Low-pass Whole Genome Imputation Enables the Characterization of Polygenic Breast Cancer Risk in the Indigenous Arab Population
Al-Jumaan, M.; Chu, H.; Al-Sulaiman, A.; Camp, S. Y.; Han, S.; Gillani, R.; Al Marzooq, Y.; Almulhim, F.; Vatte, C.; Al Nemer, A.; Almuhanna, A.; Van Allen, E. M.; Al-Ali, A.; AlDubayan, S. H.
Show abstract
The indigenous Arab population has traditionally been underrepresented in cancer genomics studies, and as a result the polygenic risk landscape of breast cancer in the population remains elusive. Here we show by utilizing low-pass whole genome sequencing (lpWGS), we can accurately impute population-specific variants with high exome concordance (median dosage correlation: 0.9459, Interquartile range: 0.9410-0.9490) and construct breast cancer burden-sensitive polygenic risk scores (PRS) using publicly available resources.
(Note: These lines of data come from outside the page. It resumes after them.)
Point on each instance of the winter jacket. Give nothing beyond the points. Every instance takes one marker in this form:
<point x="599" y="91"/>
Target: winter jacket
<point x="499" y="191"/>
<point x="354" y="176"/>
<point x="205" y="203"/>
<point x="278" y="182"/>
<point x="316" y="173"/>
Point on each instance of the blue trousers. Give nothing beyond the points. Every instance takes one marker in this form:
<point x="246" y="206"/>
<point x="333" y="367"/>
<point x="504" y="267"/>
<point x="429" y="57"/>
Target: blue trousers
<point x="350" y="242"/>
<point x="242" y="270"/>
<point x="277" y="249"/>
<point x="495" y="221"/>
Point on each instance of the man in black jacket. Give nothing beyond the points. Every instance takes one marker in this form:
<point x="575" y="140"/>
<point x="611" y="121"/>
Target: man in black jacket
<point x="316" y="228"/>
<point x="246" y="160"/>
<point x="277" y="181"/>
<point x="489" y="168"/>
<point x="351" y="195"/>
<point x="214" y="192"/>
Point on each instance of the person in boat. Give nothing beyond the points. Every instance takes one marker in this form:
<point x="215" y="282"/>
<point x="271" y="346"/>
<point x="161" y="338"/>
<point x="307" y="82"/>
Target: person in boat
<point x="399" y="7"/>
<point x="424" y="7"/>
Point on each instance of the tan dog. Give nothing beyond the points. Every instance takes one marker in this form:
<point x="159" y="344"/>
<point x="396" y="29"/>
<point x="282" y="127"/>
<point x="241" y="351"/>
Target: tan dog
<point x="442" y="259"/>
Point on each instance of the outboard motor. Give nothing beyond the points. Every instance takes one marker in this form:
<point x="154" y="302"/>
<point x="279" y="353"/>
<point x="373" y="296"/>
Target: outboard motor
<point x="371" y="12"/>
After adjusting the PRS to the Arab population, we found significant associations between PRS performance in risk prediction and first-degree relative breast cancer history prediction (Spearman rho=0.43, p = 0.03), where breast cancer patients in the top PRS decile are 5.53 (95% CI: 1.76-17.97, p = 0.003) times more likely to also have a first degree relative diagnosed with breast cancer compared to those in the middle deciles. In addition, we found evidence for the genetic liability threshold model of breast cancer where among patients with a family history of breast cancer, pathogenic rare variant carriers had significantly lower PRS than non-carriers (p = 0.0205, M.W.U.) while for non-carriers every standard deviation increase in PRS corresponded to 4.52 years (95% CI: 8.88-0.17, p = 0.042) earlier age of presentation. Overall, our study provides a viable strategy utilizing lpWGS to assess polygenic risk in an understudied population and took steps in addressing existing global health disparities.